Geral
O caminho difícil - JANIO DE FREITAS
FOLHA DE SP - 27/06
As atuais composições da Câmara e do Senado não aceitam a reforma política. Não sem amoldá-la
É improvável que fosse este o seu propósito, mas Dilma Rousseff mudou a natureza da "crise". De administrativa, em torno de transporte urbano, segurança pública, educação, passou a institucional, com o plebiscito e a constituinte concentrando os desentendimentos de praxe. Os manifestantes das ruas cederam sua importância aos juristas, professores e, claro, aos políticos. É o Brasil de volta a si mesmo, embora possa ser apenas por dias, não há como saber.
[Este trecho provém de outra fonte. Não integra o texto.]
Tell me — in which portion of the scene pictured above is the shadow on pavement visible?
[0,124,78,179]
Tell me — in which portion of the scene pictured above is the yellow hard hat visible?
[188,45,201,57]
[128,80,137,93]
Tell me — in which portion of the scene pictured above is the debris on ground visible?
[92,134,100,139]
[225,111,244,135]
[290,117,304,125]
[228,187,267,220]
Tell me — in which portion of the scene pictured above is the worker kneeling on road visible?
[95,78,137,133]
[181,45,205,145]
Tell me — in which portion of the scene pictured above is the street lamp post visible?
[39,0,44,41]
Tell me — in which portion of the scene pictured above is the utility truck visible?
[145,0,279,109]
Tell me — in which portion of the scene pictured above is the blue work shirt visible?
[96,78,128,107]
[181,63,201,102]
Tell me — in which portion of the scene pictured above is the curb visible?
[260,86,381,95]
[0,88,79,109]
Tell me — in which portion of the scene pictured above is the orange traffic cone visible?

O novo patamar de propostas não se mostra mais ordenado do que a variedade de objetivos dos manifestantes. A par das divergências nas visões jurídicas, as propostas contêm um frequente irrealismo político que as enfraquece ou invalida a priori. Se, por exemplo, muitas medidas do reformismo político não precisam de alteração constitucional, por se referirem a temas de legislação ordinária, também é certo que as atuais composições da Câmara e do Senado não aceitam sua modificação. Ou não as aprovam sem amoldá-las às suas conveniências maiores.
Já partia também dessa realidade a proposta de constituinte, agora tão relembrada, feita em 1997 pelo deputado Miro Teixeira e então apoiada por Fernando Henrique. Em vez de prosperar com o apoio presidencial, o projeto foi empurrado para o arquivo pela própria bancada parlamentar de Fernando Henrique. Daí não se deduz que a constituinte é agora indispensável, mas que é preciso pensar em mais do que legislação ordinária e emendas constitucionais tão simples e fáceis na concepção de juristas e "cientistas políticos".
Ou seja, para chegar ao institucional é preciso, antes, considerar o político.
Já na referência inicial a plebiscito, era dessa consideração que o grupo do Planalto partia. O que Dilma fez foi "propor debate" sobre "um plebiscito que autorize" a realização de uma constituinte com limitação de temas. Não propôs o plebiscito nem a constituinte da qual se diz que recuou, sem ter ido. Agora, aparentemente, a ideia de plebiscito avançou na Presidência, com a mesma intenção de contornar os obstáculos parlamentares a importantes partes de reforma política.
Mas, já de saída, a própria realização de plebiscito dependeria do Congresso. E, se aprovado, é um recurso muito problemático, nas condições do eleitorado brasileiro. Plebiscito é a exposição de soluções diferentes para a mesma questão, cabendo ao eleitor indicar a de sua preferência. Assim seria para várias questões da reforma política. E qual é a proporção do eleitorado com discernimento bastante para a escolha consciente entre questões tão complexas?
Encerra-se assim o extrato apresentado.